2.    Lists of the most prominent summits tend to be skewed by the number and height modularity of island and volcano high points.  Islands, particularly volcanic ones, often have one high prominence peak and few sub peaks relative to the continental ultras.  The existence of 12 ultra-prominent summits in the Aleutian chain might predict that there will be 3,480 P>500' hills.  In fact there are probably about 200.

5.4.               Prominence and elevation

I took the 1,234 peak dataset and looked at their distribution of elevation.  Mountains appear to be well distributed across the 1,000' elevation intervals in an almost perfect bell-curve. 

The data (in blue) shows a slight lognormal bias to the right (lower elevations).  If we remove the Eastern U.S. data points (in yellow), which form a discrete branch of the divide tree, this bias is entirely corrected.

For the United States dataset, the mean elevation is 8,246', and the median is 8,312'.  For the Western U.S. only (1,154 summits), the mean elevation is 8,519', and the median is 8,482' - an insignificant difference.

Is the distribution of mountains terrain dependent; i.e. do different geomorphological processes affect the statistical occurrence of mountain summits?  Since we tend to equate low prominence summits (hills) with lower elevations, a natural assumption would be that as the prominence cutoff were lowered, the distribution curve would shift to the right, but this is not borne out by the data thus far.

There are possible mathematical explanations for the distribution of mountains.  Normal bell-curves can be formed by the aggregation of many smaller bell-curves.  Since different geographical regions, that represent discrete branches of the divide tree, have different elevation modularities, their aggregation may tend to smooth out these differences.  On the other hand,  elevation in the United States is not randomly distributed, leading us to wonder if the measurement of prominence tends to adjust for these differences. 
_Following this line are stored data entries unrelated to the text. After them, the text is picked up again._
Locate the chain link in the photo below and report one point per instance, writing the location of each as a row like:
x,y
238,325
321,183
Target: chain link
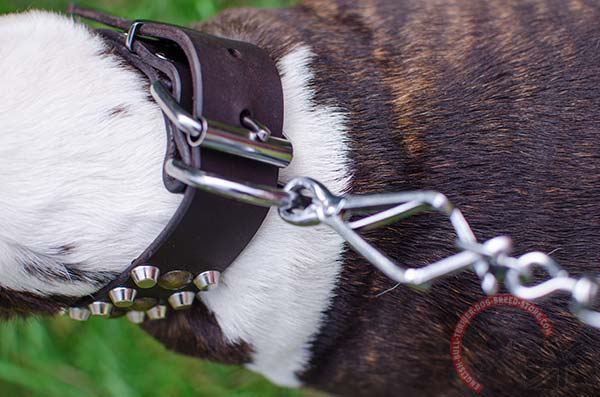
x,y
489,260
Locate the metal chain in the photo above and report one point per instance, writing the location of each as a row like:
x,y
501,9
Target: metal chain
x,y
306,202
489,260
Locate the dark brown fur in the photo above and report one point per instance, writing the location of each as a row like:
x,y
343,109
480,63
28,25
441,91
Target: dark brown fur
x,y
496,104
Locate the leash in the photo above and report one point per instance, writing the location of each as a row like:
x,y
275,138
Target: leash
x,y
490,260
161,274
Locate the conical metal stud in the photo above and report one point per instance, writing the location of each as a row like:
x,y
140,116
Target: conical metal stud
x,y
157,312
207,280
145,276
79,313
136,317
100,309
175,280
144,303
122,296
182,300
Another explanation is that a divide tree has a tendency towards symmetry.  An elevation cross-section might on average have the same number of summits on each side of the central divide.  The map of the United States does not seem to bear this out:  more than 80% of the data points are west of the continental divide for example.  However symmetry in the aggregate might help explain the evenness of mountain distribution.  

The following datasets are inconclusive, both are based on arbitrary political divisions and do not reflect a natural branch of the divide tree:

1.      A list of Washington state prominences compiled by Jeff Howbert.  The set of 4,000+ summits is 90% complete, missing some hills in the east of the state.

2.     A list of summits to P300 for Arizona, by Bob Martin and Mark Nichols.  Unfortunately this data contains two large biases that are difficult to compensate.   The list includes named summits with P<300'.  The more significant limitation is that Indian Reservations and Military Bases were not included on the list (which was made for hikers, not for statistical purposes), which creates holes in the divide tree in presumably specific elevation ranges.

5.5         Dominance

A mountain's prominence value divided by total elevation is one indication of the degree to which a summit stands out.  Eberhard Jurgalski proposes the term 'dominance'.

The highpoint of a sea island or natural continent would have 100% dominance (elevation equals prominence.)  Some other summits, notably in California and Washington appear to be virtual land islands, rising on every side above a coastal plain.  In Europe, Mont Blanc is 99% dominant.

Of the 1,234 P2,000 summits, 251 (20%) have more than 50% dominance.  26 (2%) have more than 80% dominance.  The following list of 13 summits have  >90% dominance.

Lassen Peak coincidentally has exactly 50% dominance.  The mountain elevation is 10,457', and its Key Saddle (Beckwourth Pass) is half way at 5,228'.